形見の品
「しかし……本当に余が逃げてもいいのか?」
遼献の問いに孝基は静かに頷いた。
「その方が我々は安心できます。それに陛下に生きていて頂ければ我々に負けはないのです……」
「負けがない?」
孝基の言葉が理解できないというようにラスコーはその言葉を反芻した。
「そうです。陛下がいつか本当にこの遼南の主となる日がいつかくる。それを信じることができますから」
「いつか……そんなことがあるものだろうか」
ぼんやりと遼献が呟いた。孝基は満足げに頷く。
「これから遼州は荒れます。外惑星星系のゲルパルト、第四惑星の胡州、東の東和、西の西モスレム、北の遼北。どこも野心でギラギラしている。それに地球の勢力が加われば戦乱がやってくるのもむべなるかなというところでしょう」
「戦乱……これだけで済むわけでは無いという話か?」
「そうです。今の遼南の動乱は本格的な戦乱の序章に過ぎない。本当の戦乱はあと三十年……いや十年もすればやってくる」
「預言者じみた話だな」
「俺は合理主義者ですよ。預言者じゃない」
孝基は照れたように頭を掻いた。
「本当の戦乱……」
遼献は少しばかり混乱しながらこれからのことについて考えていた。
「それとこれを」
そう言うと孝基は腰に帯びた大刀をラスコーに手渡した。
「これは?」
不思議そうに重い大刀を握り締めラスコーは孝基を見返した。
「同田貫国正……西園寺の家から持ち出した家宝の剣だ。すまないがこれを父上に返してくれ」
「余が……私がですか?」
遼献の顔を見ながら孝基はにやりと笑った。
「そうだ。遼南脱出後は我が父西園寺重基を頼れ……伯父からの手向けだ」
「重基公……とはどんな方ですか?」
静かに呟く遼献の顔に孝基は手を伸ばした。その頬をさすりながら孝基は話を続ける。
「ただの気のいい爺さんだよ。俺の若い頃は結構切れ者で通っていたからな……俺のやりたいことで何度もやりあったこともあるが……もう昔の話だ」
「伯父上……今なら間に合います。余を差し出して領民の命を救ってください」
突然切り出された遼献の言葉に一瞬戸惑った表情を浮かべるが、孝基は静かに首を横に振った。

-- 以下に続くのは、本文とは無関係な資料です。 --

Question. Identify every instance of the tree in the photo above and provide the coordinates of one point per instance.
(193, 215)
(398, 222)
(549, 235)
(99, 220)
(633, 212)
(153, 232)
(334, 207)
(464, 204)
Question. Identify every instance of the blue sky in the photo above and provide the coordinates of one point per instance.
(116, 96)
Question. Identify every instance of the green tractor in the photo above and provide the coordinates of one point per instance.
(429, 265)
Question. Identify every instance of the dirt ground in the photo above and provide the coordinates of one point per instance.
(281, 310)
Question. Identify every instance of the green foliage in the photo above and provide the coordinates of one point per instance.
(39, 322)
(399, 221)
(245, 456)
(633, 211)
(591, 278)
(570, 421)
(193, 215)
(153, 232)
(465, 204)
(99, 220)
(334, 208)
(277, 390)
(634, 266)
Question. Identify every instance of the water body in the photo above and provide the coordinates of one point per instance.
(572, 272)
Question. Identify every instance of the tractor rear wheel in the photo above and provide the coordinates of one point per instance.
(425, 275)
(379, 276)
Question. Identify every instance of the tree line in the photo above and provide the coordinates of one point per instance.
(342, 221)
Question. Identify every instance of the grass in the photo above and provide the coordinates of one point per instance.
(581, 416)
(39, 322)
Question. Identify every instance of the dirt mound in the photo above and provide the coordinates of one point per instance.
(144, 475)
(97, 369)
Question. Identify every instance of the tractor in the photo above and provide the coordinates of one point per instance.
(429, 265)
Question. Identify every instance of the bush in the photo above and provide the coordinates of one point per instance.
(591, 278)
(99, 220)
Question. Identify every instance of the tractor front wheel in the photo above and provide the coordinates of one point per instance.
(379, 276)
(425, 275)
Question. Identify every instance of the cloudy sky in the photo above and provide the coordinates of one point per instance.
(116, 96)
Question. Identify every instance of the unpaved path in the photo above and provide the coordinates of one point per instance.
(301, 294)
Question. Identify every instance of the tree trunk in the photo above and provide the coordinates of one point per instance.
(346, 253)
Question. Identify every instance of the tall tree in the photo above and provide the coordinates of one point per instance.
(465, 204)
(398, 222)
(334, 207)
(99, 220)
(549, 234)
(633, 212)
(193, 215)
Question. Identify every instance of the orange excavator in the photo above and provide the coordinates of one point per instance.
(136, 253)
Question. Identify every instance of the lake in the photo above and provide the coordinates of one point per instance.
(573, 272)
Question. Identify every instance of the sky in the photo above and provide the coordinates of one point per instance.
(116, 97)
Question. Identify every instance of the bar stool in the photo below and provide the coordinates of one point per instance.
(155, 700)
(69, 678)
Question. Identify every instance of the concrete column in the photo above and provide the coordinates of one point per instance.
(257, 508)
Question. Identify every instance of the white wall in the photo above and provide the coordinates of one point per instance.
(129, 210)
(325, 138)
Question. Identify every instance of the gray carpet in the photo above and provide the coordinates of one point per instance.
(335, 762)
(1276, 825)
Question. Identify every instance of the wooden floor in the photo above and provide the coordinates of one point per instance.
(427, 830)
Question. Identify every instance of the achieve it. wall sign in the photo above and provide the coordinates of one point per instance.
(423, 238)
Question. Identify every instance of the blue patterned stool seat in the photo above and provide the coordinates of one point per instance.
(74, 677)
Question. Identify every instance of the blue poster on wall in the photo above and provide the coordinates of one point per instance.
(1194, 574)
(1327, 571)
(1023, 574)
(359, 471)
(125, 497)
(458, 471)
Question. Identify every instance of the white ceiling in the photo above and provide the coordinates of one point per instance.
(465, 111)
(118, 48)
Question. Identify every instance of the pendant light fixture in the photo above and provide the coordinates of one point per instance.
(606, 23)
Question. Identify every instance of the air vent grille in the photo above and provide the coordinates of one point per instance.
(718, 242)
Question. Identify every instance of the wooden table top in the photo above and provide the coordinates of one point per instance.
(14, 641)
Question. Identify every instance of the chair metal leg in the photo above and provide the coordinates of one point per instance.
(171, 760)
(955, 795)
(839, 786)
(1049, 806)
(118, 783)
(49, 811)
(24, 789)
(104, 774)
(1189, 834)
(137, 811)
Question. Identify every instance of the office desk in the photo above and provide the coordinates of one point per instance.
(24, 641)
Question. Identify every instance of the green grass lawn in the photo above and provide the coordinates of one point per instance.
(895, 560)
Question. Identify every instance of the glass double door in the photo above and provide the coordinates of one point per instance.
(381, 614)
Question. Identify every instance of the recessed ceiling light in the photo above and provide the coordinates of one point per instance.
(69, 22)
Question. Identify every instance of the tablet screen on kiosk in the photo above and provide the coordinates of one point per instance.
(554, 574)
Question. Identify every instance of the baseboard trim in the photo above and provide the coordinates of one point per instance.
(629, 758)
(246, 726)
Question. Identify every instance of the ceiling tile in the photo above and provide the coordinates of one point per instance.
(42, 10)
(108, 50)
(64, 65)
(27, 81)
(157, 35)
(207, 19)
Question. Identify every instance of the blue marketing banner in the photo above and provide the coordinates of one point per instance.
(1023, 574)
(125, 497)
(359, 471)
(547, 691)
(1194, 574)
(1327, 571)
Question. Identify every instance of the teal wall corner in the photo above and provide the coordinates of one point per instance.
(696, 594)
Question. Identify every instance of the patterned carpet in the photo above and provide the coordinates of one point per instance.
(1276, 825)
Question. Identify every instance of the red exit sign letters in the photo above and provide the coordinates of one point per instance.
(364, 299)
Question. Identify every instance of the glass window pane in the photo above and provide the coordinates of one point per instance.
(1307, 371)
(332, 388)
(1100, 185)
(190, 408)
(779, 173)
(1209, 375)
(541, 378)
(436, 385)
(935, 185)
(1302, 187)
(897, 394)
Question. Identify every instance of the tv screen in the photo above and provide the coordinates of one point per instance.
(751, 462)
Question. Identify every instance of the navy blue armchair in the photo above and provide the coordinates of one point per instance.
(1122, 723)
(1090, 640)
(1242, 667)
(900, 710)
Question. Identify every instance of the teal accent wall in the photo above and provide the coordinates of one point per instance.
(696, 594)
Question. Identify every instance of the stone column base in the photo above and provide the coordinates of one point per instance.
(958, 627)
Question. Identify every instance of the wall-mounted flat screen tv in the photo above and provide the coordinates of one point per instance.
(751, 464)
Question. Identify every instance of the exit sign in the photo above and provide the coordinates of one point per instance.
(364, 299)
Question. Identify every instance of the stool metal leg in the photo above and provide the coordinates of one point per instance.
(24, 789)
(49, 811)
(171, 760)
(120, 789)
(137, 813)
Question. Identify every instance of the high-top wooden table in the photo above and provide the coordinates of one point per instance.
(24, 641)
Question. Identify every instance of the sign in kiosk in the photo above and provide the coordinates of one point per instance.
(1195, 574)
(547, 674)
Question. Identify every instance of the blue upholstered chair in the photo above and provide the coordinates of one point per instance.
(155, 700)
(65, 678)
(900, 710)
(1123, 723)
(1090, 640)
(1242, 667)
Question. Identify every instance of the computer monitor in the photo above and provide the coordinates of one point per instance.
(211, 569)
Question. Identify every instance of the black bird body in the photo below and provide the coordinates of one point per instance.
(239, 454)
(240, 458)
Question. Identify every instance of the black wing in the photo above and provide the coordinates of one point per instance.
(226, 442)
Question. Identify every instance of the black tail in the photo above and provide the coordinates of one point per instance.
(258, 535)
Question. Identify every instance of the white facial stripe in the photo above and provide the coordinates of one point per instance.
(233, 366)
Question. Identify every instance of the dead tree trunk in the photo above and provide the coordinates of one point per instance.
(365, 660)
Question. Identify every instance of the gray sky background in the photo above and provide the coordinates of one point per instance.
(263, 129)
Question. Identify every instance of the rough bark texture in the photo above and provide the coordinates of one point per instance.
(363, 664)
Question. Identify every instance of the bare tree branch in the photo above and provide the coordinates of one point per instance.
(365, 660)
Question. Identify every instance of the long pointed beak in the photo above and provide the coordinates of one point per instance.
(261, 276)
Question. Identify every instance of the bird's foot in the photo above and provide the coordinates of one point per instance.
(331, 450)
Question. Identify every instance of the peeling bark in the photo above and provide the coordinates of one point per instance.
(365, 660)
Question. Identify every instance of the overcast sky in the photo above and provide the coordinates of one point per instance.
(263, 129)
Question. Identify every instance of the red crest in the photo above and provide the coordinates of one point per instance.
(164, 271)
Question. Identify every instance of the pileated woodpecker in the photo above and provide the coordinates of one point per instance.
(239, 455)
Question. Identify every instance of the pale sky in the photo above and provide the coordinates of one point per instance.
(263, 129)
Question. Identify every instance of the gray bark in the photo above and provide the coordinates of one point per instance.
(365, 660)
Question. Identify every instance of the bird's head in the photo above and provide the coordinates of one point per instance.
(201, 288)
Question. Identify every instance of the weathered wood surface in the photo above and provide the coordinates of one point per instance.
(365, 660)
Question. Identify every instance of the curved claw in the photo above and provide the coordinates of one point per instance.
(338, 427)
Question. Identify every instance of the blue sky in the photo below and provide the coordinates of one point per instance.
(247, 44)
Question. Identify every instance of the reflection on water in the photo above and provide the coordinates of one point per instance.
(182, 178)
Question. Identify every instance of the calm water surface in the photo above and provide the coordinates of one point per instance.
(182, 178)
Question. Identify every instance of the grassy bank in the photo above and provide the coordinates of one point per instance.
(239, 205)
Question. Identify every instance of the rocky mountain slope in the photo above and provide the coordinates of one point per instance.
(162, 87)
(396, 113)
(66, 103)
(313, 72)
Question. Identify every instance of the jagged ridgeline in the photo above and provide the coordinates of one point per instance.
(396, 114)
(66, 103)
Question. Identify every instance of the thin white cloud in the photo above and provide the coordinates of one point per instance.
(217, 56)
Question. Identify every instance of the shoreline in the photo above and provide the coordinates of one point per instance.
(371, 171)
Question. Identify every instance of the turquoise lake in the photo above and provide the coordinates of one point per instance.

「それは出来ない……兼州が宇宙の笑いものになる……」
「支配者の論理じゃないですかそれは!領民のためを思えば……」
「もうそう言う次元の話じゃないんだ。陛下が最初に央都に屈することを拒否した時からこの状況は用意されていたんだ」
「そうですか……」
遼献は唇を噛みながら足元に視線を落とした。